– La Facultad de Trabajo, en estado higiénico deplorable
El Gabinete de Prevención y Calidad de la UGR alerta de las pésimas condiciones de las dependencias universitarias por la presencia de okupas, que ayer cumplieron 21 días de encierro.
Lo que para algunos podía ser una simple ‘travesura´ sin relevancia de grupos de estudiantes ‘antisistema´ se ha convertido, veinte días después, en un quebradero de cabeza que incluso quita horas de sueño a más de un responsable universitario. Las consecuencias de la ya famosa ‘okupación´ de una clase de la Facultad de Ciencias del Trabajo de la Universidad de Granada (UGR) por parte de grupos de jóvenes ‘antisistema´ se ha agravado con el paso de los días. No sólo se está viendo afectada la labor académica sino que, además, el hacinamiento está provocando una falta de higiene preocupante, según alertaron los responsables de la facultad.
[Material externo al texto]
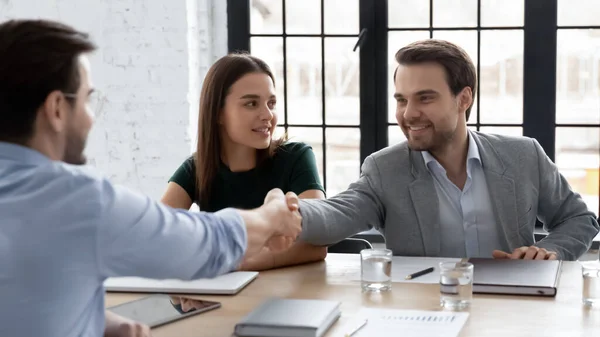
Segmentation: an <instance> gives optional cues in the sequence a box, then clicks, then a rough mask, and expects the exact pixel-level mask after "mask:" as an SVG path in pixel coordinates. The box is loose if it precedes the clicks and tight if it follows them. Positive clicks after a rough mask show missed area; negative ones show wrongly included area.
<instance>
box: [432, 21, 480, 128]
mask: <svg viewBox="0 0 600 337" xmlns="http://www.w3.org/2000/svg"><path fill="white" fill-rule="evenodd" d="M433 38H435V39H442V40H446V41H449V42H452V43H455V44H457V45H458V46H460V47H461V48H463V49H464V50H465V51H466V52H467V54H469V56H470V57H471V60H472V61H473V64H475V67H477V31H474V30H454V31H452V30H434V31H433ZM473 98H474V100H473V107H472V108H471V114H470V115H469V121H471V122H476V121H477V95H475V97H473Z"/></svg>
El Gabinete de Prevención y Calidad de la UGR supervisó en la mañana de ayer las dependencias y sus conclusiones no dejan lugar a las dudas: Las condiciones higiénicas son “deplorables”. El encierro, en cualquier caso, parece tocar a su fin. Jóvenes participantes en este movimiento de protesta contra el Plan de Bolonia aseguraron al cierre de esta edición que el encierro probablemente concluiría durante la pasada madrugada, una vez que los jóvenes se reunieron con representantes de la UGR para llegar a un acuerdo.
La noticia supondría una alegría para la Universidad, que consideraba que el desalojo de la facultad no debía demorarse más allá del próximo viernes, ya que los exámenes finales en Ciencias del Trabajo comienzan el 9 de junio, según confirmó el decano del centro, Antonio Delgado. La UGR necesita que el edificio esté vacío al menos un día “para poder desinfectar la primera planta del edificio”. El decano recalcó que la ocupación debería acabar esta semana, puesto que “no sólo los estudiantes de la facultad comienzan sus exámenes finales el próximo lunes, sino que, además, el centro debe acoger las pruebas de selectividad unos días después”.
Sala de estudio. La seguridad de profesores, alumnos y personal de Ciencias del Trabajo es, de momento, lo que más preocupa a la UGR. El decano afirmó que algunos jóvenes incluso ocuparon el pasado fin de semana la sala de estudios de la facultad,en la que decenas de alumnos preparaban los exámenes.